MDMA – the pure form of ecstasy – has been granted "breakthrough therapy" status by the Food and Drug Administration (FDA) for treating PTSD and will become a legal pharmaceutical pending a final trial, which should begin next Spring.
PTSD is a life-threatening psychiatric condition famously associated with returning soldiers and once known as "shell shock".
In recent trials, 107 people suffering from PTSD were given three sessions of MDMA-assisted psychotherapy. Two months later 61% of no longer had the condition. Twelve months later 68% didn't.
People who suffer from PTSD experience powerful emotional overrides when memories are triggered by as little as a smell or a word. Advocates claim that MDMA softens the emotional reaction to these memories, giving patients the space to work through them with therapists.
The group that carried out the research, MAPS, announced on 26 August, that the FDA had granted "breakthrough" status.

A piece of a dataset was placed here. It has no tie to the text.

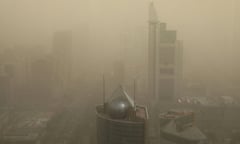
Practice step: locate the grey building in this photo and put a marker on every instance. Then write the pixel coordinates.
(165, 54)
(120, 121)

"By granting Breakthrough Therapy Designation, the FDA has agreed that this treatment may have a meaningful advantage over available medications for PTSD," MAPS said in a statement.
MAPS now needs to raise further $12.5m of a $25m target to undertake two larger Phase 3 clinical trials of the drug's efficacy and safety in treating PTSD. Phase 3 trials are typically the final stage on a treatment's route to being licensed by the FDA.
"For the first time ever, psychedelic-assisted psychotherapy will be evaluated in Phase 3 trials for possible prescription use, with MDMA-assisted psychotherapy for PTSD leading the way," said Rick Doblin, Founder and Executive Director of MAPS. "Now that we have agreement with FDA, we are ready to start negotiations with the European Medicines Agency."
MDMA-related deaths among recreational users are relatively rare. There were between 30 and 60 in the UK in each of the last 3 years. This equates to roughly two deaths per 100,000 users compared with 50 deaths per 100,000 alcohol users.
Experts say MDMA-related deaths often result from impurities cut with the drug that make it into the ecstasy pills sold on the streets and in nightclubs. However, they note that pure MDMA is not entirely benign and can cause organ failure and overheating, particularly in a nightclub environment.
Two teenagers died n London's Fabric nightclub after taking MDMA bought inside the world-famous venue during the summer of 2016. This prompted Islington council to close the premises down, although it has since reopened after promising to enforce a zero-tolerance policy towards illegal drugs.
Several teenagers have died after using the drug since its arrival on the UK club scene in the early 90s. Most famous among them is Leah Betts, an Essex schoolgirl who died when she took an ecstacy pill on her 18th birthday in 1995.
Still, in a controlled medical environment, researches are sure that MDMA represents a safe form of treatment and they hope to prove so in the forthcoming Phase 3 trial which will be rolled out to 300 participants in the US, Israel and Canada in the next five years.
Approximately 7% of the U.S. population, and 11-17% of U.S. military veterans, will have PTSD sometime in their life. As of June 2016, more than 868,000 veterans were receiving disability compensation for PTSD, with an estimated taxpayer cost of $17 billion per year.